Nowadays, however, they are ubiquitous – every car that passes you has its little electric light box suctioned to the windscreen as the driver slavishly follows the yellow line to his or her destination

Consequently, everybody seems to have lost their natural sense of direction. No longer do they check maps and plot routes, gaining an overview of where they are going and how to do so in the time-honoured, manly way. Now we just tap in a postcode and head off, blindly following the idiot box to wherever it wishes to take us. This would be fine if the thing actually knew the way. The problem is that it doesn't.

I now firmly believe that satnavs are an elaborate practical joke inflicted on the population by irate, non-driving nerds. They are incapable of getting you in and out of any city without circumnavigating the place twice. Often they have their own views on where you should be going despite you having input precise directions.

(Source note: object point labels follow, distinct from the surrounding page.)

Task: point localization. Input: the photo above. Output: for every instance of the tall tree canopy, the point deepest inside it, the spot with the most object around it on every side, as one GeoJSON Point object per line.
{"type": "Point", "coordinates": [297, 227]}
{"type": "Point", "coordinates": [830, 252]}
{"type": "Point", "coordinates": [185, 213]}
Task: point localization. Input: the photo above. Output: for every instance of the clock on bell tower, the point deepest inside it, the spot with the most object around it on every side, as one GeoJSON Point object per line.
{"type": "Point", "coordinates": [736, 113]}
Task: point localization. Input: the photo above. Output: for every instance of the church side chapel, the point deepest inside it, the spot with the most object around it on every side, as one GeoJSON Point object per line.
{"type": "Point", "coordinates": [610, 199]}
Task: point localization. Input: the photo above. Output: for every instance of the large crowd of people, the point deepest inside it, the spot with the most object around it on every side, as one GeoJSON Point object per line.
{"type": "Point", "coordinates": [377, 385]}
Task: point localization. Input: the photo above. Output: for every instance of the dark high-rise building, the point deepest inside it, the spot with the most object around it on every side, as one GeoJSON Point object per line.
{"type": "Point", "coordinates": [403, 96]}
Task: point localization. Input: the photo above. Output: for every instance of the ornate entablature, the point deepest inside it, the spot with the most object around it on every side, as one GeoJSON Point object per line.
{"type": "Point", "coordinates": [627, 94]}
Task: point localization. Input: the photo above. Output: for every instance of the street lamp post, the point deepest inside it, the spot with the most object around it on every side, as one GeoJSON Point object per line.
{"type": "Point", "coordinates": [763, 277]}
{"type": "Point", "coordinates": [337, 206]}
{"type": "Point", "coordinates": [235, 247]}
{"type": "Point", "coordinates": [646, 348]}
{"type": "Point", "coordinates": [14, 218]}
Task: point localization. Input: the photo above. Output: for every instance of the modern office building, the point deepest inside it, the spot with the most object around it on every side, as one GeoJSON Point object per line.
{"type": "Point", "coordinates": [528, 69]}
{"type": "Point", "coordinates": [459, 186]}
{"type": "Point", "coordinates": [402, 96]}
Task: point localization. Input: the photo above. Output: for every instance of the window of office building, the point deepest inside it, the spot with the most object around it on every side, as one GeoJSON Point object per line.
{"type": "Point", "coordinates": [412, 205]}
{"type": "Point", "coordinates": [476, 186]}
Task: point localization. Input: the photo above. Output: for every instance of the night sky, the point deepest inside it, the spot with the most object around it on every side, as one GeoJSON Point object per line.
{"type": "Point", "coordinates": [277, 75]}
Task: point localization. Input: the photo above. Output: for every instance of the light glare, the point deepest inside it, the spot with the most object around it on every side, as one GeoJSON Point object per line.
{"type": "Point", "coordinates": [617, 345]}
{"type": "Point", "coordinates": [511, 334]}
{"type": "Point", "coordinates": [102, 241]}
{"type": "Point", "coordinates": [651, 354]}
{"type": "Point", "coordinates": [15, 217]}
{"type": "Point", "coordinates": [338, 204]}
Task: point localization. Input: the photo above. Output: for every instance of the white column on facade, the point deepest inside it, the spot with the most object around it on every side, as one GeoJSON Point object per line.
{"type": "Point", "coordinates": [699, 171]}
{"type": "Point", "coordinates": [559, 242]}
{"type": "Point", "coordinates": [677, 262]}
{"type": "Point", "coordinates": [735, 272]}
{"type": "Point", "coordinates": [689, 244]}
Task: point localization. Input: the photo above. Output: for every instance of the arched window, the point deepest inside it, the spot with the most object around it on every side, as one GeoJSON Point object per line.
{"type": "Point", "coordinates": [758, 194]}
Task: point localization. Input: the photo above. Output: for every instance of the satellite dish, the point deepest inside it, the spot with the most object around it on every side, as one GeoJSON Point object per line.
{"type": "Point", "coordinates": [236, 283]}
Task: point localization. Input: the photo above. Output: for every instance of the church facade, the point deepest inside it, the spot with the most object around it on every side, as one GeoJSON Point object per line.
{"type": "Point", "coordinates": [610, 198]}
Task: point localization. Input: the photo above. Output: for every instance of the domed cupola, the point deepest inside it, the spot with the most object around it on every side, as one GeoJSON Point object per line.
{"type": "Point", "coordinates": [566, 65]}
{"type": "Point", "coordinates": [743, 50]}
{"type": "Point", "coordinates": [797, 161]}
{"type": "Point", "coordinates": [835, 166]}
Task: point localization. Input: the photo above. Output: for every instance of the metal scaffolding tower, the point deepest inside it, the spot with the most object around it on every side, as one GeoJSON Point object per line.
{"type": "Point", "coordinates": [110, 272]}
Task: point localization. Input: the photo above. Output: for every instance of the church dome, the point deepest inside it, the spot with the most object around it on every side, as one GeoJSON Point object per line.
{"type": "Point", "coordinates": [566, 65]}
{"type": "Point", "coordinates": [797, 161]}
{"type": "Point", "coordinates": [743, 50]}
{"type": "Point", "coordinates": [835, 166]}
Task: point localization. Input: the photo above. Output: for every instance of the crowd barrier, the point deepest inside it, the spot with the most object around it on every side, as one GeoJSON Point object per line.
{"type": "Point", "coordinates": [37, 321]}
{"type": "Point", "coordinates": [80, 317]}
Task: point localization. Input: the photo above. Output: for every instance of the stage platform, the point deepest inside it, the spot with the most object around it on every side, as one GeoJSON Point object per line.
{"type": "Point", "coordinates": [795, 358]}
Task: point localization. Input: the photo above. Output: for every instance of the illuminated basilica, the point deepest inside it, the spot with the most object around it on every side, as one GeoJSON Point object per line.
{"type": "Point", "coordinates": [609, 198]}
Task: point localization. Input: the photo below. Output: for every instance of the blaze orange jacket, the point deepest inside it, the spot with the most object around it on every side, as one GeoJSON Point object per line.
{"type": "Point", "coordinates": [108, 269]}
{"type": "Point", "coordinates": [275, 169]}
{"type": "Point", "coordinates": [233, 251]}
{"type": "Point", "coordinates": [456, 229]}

My satnav hates Swindon, for instance. Any time I get near the town, the flat computerised voice tells me to "turn around where possible and drive away ... now". It also seems to dislike country roads, despite repeatedly turning off the option that selects "major roads only". The little bastard constantly tries to point me towards the M4, even if I'm only going from home to Cirencester.

Recently, I've kept him turned off, but he's got wise to that and has seemingly now acquired his own power-up system. I'll be driving along, perfectly happy, listening to Radio 4 when he'll suddenly turn himself on and start telling me to turn left in 100 yards and head for Brighton. I wondered whether it might just be the voice that I chose. Maybe he was a particularly unpleasant individual? I selected another one – a nasal female who took an instant dislike to me and demanded that I drive her to Cheltenham. I turned her off as well and hid the machine in the boot for the rest of the day.

I read the manual and discovered that I could record my own voice on to the machine. This would have been a bit too weird, so I got my kids to record the 50 or so options that the machine needs. About a week later, I had to go to the United States for a road trip and took it with me. I was travelling with a friend who was at first surprised to hear my kids' angelic voices telling me things like "Daddy, in 486 miles ... turn left".

By the time we'd reached Memphis, the novelty had worn off and I could sense that he was having thoughts of infanticide. The satnav must have also sensed his hostility, as it suddenly made us turn off the interstate and drive through an area that looked not unlike downtown Kigali. Gangs of sullen youths stood on little corners of wasteland, waiting for us to stop. I put my foot down and tried to turn the machine off while trying to use some of my lost orienteering skills to get us back to safety.

I've now decided what I want: a stoned Rastafarian voice who doesn't really care where I'm going. Occasionally he'd say things like, "Man ... if you feel like it, maybe consider a turn soon." Or "I'll be perfectly honest wit' you – I'm totally lost man ... but relax ... and whatever you do ... don't go to Swindon."